Sebagai ilustrasi, rencana penghentian operasional PT NNT dengan jumlah karyawan sekitar 8.000 (4.000 karyawan langsung dan 4.000 karyawan tidak langsung) akan sangat besar dampaknya. Apabila pada tahap awal akan merumahkan 80 persen karyawan, berarti 6.400 orang, berarti ada 19.200 orang yang akan kehilangan sumber penghidupan dengan perhitungan satu orang menghidupi tiga orang termasuk dirinya.

Dalam jangka pendek, PHK terhadap 6.400 karyawan akan menurunkan jumlah uang beredar di Kabupaten Sumbawa Barat dan Provinsi NTB.
Setiap bulan diperkirakan Rp 32 miliar (dengan asumsi penghasilan karyawan per bulan rata-rata Rp 5 juta) akan hilang. Belum lagi trickle down effect-nya, seperti pembantu rumah tangga, warung makan, dan pedagang keliling. PHK 6.400 karyawan harus dicarikan solusi agar tidak menimbulkan efek domino.
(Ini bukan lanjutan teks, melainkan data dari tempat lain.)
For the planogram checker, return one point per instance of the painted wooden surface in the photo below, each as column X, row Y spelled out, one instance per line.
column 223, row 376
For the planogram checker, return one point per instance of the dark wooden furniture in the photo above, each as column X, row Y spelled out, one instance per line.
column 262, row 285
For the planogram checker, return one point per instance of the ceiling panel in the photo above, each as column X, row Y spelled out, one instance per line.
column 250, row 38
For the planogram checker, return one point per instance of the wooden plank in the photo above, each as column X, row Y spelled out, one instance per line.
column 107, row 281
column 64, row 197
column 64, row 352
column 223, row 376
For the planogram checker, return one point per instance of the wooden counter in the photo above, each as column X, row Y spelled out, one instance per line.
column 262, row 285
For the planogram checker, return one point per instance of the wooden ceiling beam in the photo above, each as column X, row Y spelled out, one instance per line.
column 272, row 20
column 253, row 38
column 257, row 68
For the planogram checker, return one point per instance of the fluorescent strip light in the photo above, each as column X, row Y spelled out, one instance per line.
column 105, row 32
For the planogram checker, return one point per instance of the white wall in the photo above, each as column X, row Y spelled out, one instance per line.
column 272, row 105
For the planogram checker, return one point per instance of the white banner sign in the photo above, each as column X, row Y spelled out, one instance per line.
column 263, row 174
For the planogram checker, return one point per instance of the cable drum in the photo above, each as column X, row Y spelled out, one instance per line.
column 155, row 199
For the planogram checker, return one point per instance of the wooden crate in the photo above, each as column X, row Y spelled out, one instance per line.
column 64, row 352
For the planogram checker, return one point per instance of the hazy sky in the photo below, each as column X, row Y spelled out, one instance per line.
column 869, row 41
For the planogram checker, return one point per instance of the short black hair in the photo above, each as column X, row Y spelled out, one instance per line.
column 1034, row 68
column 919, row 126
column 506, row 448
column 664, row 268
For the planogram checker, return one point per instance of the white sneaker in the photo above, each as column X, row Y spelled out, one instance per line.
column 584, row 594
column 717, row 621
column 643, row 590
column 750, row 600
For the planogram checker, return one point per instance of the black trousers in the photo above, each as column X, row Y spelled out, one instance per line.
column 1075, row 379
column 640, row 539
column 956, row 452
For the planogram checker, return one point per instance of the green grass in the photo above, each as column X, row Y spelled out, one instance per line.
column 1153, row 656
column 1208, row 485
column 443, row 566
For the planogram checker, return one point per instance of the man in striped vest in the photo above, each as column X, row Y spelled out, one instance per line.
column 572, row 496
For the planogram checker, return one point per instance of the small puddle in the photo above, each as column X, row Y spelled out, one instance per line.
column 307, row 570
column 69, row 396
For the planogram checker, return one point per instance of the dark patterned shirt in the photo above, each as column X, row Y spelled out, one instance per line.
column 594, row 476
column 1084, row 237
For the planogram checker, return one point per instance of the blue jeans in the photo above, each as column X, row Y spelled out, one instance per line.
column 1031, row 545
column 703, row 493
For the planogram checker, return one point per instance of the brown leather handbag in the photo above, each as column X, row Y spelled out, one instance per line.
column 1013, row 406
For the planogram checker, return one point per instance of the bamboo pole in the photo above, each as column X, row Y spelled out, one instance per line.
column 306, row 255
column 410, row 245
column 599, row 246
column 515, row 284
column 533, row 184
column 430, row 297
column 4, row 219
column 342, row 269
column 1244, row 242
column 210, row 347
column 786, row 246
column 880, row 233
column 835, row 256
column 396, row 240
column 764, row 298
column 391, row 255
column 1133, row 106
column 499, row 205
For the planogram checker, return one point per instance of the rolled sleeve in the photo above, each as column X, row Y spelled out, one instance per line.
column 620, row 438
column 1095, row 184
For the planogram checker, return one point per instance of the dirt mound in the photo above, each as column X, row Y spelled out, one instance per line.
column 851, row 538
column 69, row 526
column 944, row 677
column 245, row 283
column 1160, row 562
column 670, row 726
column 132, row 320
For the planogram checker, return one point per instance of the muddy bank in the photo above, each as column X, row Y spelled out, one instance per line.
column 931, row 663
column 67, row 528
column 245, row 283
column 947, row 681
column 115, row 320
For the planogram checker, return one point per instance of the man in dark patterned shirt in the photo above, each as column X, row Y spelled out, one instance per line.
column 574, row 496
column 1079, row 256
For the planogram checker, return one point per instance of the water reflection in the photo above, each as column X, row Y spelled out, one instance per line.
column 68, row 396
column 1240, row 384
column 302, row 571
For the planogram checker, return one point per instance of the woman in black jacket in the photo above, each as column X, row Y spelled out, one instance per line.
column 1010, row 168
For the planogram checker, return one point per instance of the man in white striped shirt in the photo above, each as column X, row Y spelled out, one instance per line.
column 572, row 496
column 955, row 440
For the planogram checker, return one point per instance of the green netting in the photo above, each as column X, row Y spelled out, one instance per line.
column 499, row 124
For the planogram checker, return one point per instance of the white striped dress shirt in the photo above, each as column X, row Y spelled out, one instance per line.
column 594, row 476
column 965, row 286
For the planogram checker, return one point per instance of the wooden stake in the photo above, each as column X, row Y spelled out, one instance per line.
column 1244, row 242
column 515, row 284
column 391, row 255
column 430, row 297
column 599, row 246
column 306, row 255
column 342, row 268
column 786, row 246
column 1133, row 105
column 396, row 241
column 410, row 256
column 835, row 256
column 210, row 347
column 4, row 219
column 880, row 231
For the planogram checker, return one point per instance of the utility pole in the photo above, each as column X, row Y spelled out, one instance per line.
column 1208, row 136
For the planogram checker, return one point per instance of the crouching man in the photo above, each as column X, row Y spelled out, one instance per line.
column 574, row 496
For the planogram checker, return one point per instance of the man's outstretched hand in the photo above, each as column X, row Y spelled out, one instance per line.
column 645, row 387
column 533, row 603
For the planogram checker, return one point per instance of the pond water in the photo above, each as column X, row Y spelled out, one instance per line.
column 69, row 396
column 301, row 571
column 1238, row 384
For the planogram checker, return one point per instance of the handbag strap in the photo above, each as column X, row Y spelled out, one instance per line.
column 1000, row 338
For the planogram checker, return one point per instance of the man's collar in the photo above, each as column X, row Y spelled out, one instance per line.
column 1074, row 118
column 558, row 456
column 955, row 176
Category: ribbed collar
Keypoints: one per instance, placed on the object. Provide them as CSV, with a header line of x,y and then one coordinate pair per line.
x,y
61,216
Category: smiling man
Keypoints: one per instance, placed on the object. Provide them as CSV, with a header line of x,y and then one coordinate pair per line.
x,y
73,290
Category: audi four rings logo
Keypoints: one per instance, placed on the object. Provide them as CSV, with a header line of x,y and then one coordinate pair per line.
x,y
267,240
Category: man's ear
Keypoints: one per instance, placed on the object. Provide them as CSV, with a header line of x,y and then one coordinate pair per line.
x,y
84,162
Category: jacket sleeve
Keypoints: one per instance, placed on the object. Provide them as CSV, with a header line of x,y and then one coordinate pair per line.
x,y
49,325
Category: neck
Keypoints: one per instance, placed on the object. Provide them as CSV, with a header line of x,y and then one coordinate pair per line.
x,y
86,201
Dampak ekonomi lain adalah ancaman kredit macet di perbankan. Tidak sedikit karyawan PT NNT mengandalkan kredit bank untuk memenuhi kebutuhan hidupnya. Jika rencana PHK menjadi kenyataan, potensi meningkatnya non performance loan (NPL) perbankan akan meningkat dan mengganggu tingkat kepercayaan kepada sektor perbankan.

Dapat dibayangkan betapa paniknya pemimpin daerah di Kabupaten Sumbawa Barat apabila PT NNT benar-benar tutup. Kehilangan potensi pendapatan dari hibah dan pajak daerah yang bersumber dari usaha tambang pasti sulit ditutup dari sumber pendapatan lain.

Solusi bijak

Agar isu pengelolaan sumber daya tambang mineral pasca kebijakan BK progresif tidak berlarut-larut, perlu dibentuk tim independen yang keanggotaannya berbasis kompetensi.

Tim dapat dibentuk bersama antara pemerintah dan Asosiasi Pertambangan Indonesia, terdiri atas para ahli di bidang tambang, ekonomi tambang, dan hukum bisnis yang independen.

Tugas dari tim independen adalah mengkaji plus minus kebijakan pertambangan, khususnya mineral, dan dampak regulasi sebagai turunan UU No 4/2009, sekaligus menghitung kelayakan pembangunan smelter untuk mineral yang berbeda-beda.

Hasil kajian tim independen hendaknya bersifat final dan menjadi acuan bersama bagi semua pihak. Apabila hasil kajian ternyata layak, perusahaan tambang wajib mematuhinya.

Sebaliknya, jika kajian menyimpulkan bahwa pengembangan usaha hilirisasi sektor pertambangan mineral melalui pembangunan smelter tidak layak, pemerintah harus secara penuh menerima keputusan itu dan memberikan kebebasan kepada perusahaan tambang untuk ekspor tanpa pengenaan BK.

Pemerintah juga bertanggung jawab berinvestasi di sektor hilir pertambangan mineral dengan membangun smelter. Apabila solusi ini dapat dilakukan secara konsisten, harapan mendapatkan solusi yang bijak dan independen dapat kita wujudkan secara berkelanjutan.